[llvm] AMDGPU: Use "countMaxActiveBits() <= 5" to define uint5Bits (PR #115543)

Fri Nov 8 13:00:54 PST 2024

https://github.com/changpeng created https://github.com/llvm/llvm-project/pull/115543

  countMaxTrailingOnes() is not correct. This patch follows the suggestion from https://github.com/llvm/llvm-project/pull/115372.
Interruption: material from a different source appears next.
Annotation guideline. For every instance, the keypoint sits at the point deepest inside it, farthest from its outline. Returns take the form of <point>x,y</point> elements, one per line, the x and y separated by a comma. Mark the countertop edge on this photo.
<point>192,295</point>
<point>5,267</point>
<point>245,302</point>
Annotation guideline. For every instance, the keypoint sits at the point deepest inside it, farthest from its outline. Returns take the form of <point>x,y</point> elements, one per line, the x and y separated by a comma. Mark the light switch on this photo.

>From a2bacf8ab58af4c1a0247026ea131443d6066602 Mon Sep 17 00:00:00 2001
From: Changpeng Fang <changpeng.fang at amd.com>
Date: Fri, 8 Nov 2024 12:55:28 -0800
Subject: [PATCH] AMDGPU: Use "countMaxActiveBits() <= 5" to define uint5Bits

  countMaxTrailingOnes() is not correct. This patch follows the suggestion
from https://github.com/llvm/llvm-project/pull/115372.
---
 llvm/lib/Target/AMDGPU/SIInstructions.td    |  2 +-
 llvm/test/CodeGen/AMDGPU/extract-lowbits.ll | 25 +++++++++++++++++++++
 2 files changed, 26 insertions(+), 1 deletion(-)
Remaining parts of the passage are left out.